Monday, October 10, 2016
China reveals plan to cut corporate debt; Economics Nobel for contract theory; Big surge in graduates 'bad for UK economy'
1 China reveals plan to cut corporate debt (Gulf News) China has unveiled guidelines to reduce rising corporate debt levels which some analysts fear could destabilise the world’s second-largest economy.
The government will take a multi-pronged approach to cutting company debt, including encouraging mergers and acquisitions, bankruptcies, debt-to-equity swaps and debt securitisation, according to guidelines issued by State Council, or the cabinet.
China sits on $18 trillion in debt, equivalent to about 169 per cent of gross domestic product (GDP). International institutions have warned Beijing to stop financing weak firms, especially inefficient state-owned enterprises, which tend to crowd out the private sector.
2 Economics Nobel for contract theory (BBC) UK-born Oliver Hart and Bengt Holmstrom of Finland have won the Nobel economics prize for work on contract theory. Judges said their work laid "an intellectual foundation" for policies in areas such as bankruptcy legislation and political constitutions.
The pair will receive 8 million Swedish krona (£744,652) from the committee. The Royal Swedish Academy of Sciences said that Mr Hart and Mr Holmstrom's work was "valuable to the understanding of real-life contracts and institutions". It also said it could identify "potential pitfalls in contract design."
Working separately, the two created tools to help determine whether public sector workers should receive fixed salaries or performance-based pay, and whether providers of public services should be publicly or privately owned.
The economics prize is the only Nobel not created by Alfred Nobel, and was instead launched in 1968, long after the philanthropist's death. To date Americans have dominated the award, with 55 of the 76 laureates holding US citizenship, including those with dual nationalities.

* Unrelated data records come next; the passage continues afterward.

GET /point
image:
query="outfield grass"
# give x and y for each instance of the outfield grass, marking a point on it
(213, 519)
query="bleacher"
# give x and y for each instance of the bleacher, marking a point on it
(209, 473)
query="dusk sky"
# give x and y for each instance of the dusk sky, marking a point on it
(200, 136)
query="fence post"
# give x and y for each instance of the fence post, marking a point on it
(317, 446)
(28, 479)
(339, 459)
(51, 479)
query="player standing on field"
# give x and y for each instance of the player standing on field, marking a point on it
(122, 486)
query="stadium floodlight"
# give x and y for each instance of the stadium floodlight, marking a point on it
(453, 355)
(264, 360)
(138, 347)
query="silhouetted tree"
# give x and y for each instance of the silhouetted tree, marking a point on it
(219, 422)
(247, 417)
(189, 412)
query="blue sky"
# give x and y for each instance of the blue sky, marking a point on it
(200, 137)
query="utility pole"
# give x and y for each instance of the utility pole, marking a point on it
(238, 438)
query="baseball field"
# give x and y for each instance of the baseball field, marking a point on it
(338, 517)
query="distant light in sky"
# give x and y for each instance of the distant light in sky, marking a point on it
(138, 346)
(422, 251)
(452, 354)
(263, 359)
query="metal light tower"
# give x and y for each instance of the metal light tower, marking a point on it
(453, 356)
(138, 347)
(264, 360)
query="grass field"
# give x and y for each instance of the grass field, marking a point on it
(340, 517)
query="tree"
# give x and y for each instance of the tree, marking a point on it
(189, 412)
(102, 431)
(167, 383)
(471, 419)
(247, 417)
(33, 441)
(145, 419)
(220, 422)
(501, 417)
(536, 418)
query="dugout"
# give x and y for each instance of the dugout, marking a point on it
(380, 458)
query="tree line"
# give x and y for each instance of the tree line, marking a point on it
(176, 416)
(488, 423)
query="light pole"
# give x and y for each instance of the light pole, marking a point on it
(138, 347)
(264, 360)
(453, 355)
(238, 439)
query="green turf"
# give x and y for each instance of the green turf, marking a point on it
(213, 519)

3 Big surge in graduates ‘bad for UK economy’ (Larry Elliott in The Guardian) The government is being urged to end the political drive to get more people into university after new research showed that graduates are “colonising” jobs in banking, education, the police and estate agency that were the preserve of school-leavers in the past.
The Chartered Institute of Personnel and Development – which represents people working in human resources – said the all-party consensus to get more young people into higher education was no longer justified given student debt and the careers many ended up pursuing.
Successive governments have said that rising university numbers are justified by a graduate premium – higher lifetime earnings that more than compensate for tuition fees and living expenses.But the CIPD said the notion of a tertiary education premium is being called into question by graduates’ average debt of £44,000 and official estimates that 45% of loans would never be paid off.
Noting that its previous research had shown more than half of graduates take non-graduate jobs, the CIPD said the current system was not just bad for many of those who had been to university but also for school-leavers who were overlooked for jobs that did not require a degree.
The CIPD said that in 1979 around 12% of young people in the UK were involved in higher education. This figure had risen fourfold to 48% by 2014-15, it added. Peter Cheese, CIPD chief executive, said: “This report shows clearly how the huge increase in the supply of graduates over the last 35 years has resulted in more and more occupations and professions being colonised by people with degrees, regardless of whether they actually need them to do the job.
The CIPD report is likely to intensify the debate about whether university courses are good value for all students. Supporters of the current approach say that limiting numbers would result in higher education being dominated by children from better-off families, and that courses increasingly have a vocational bent to prepare young people better for their careers.
It called on ministers to improve the quality of careers advice to ensure young people are better informed about their future careers; a shift in emphasis on apprenticeships to make quality of courses a higher priority than the numbers involved; and a clear focus in the government’s forthcoming industrial strategy on creating more high-skilled jobs.